The institutional view can be rooted in the work of Joseph Schumpeter, who emphasized the evolutionary nature of economic development and the constant necessity for entrepreneurs like Yunus and Ford to disrupt the status quo with "creative destruction."

So the heart of my book is three chapters (6--8) that evaluate microfinance in light of three different definitions of success, which are really three different conceptions of "development":

  1. Development as proven poverty reduction
  2. Development as freedom
  3. Development as industry building

Each conception generates distinct empirical questions. The first leads one into the pros and cons of randomized trials for evaluating impacts, among other things. The second leads to an interest in when microfinance "empowers" women---and when it traps them in debt. The third took me into the question of when growth in credit constitutes and contributes to healthy economic transformation and when it is just a bubble.

I suppose my analytic style comes out of having survived my parents' bitter divorce by not taking sides. I try to find the good in what everyone has to offer, then integrate it all.

"Development" is a vague word in English.
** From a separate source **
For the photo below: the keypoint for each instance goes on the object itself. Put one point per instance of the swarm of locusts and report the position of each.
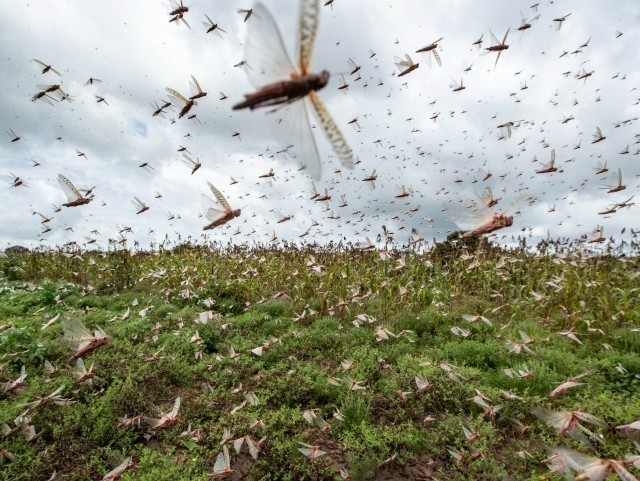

It can be an outcome (as encoded in the Sen-inspired Human Development Index), a specific activity (as when an aid agency "does development"), and a process (which I think is its root meaning). So in fact the various conceptions of development I listed are not really parallel concepts. The first is about outcomes. The last is about process. The second is a blend since, Sen argued, freedoms are both ends in themselves and means to other freedoms (as when democracy prevents famine).

Despite the muddiness, I've found my simple construct essential in sizing up the broad class of interventions we call microfinance. I think it is interesting and important to note, for example, that microsavings generally outperforms microcredit on all three definitions. It has been shown in one randomized study to raise incomes (among women in a Kenyan market town), which cannot be said for microcredit; people can’t lose freedom by saving too much but can by borrowing too much; and financial institutions enrich the domestic economic fabric more when they take savings locally and lend locally, rather than solely channeling credit from the antipodes.

I'm curious now about how to extend and systematize this kind of thinking. Are there other useful definitions of "development" (as a process or outcome or activity)? Bill Easterly, for example, writes of Planners and Searchers. Not that Planners aren't important in development, I think he says, but if you're an outsider wanting to help, support Searchers like Muhammad Yunus. Zak and Knack have faith in the importance of trust in economic growth. Nancy Birdsall emphasizes the role of the middle class. If that's the key, she has suggested to me, then perhaps rich countries should drop their barriers to goods and services from all poor countries, rather than conditioning openness on good governance or economic policies, on the idea that the more independent sources of economic power there are in a poor country, the more responsive its politics will become. And so on.

Where else besides microfinance could it be useful to frame evaluation by inventorying conceptions of development? And could such an exercise help with efforts to define development (not just aid) policies in the U.S. and elsewhere? To engage in facile rhetoric, how can you have a development strategy without a development theory?

Disclaimer

CGD blog posts reflect the views of the authors, drawing on prior research and experience in their areas of expertise. CGD is a nonpartisan, independent organization and does not take institutional positions.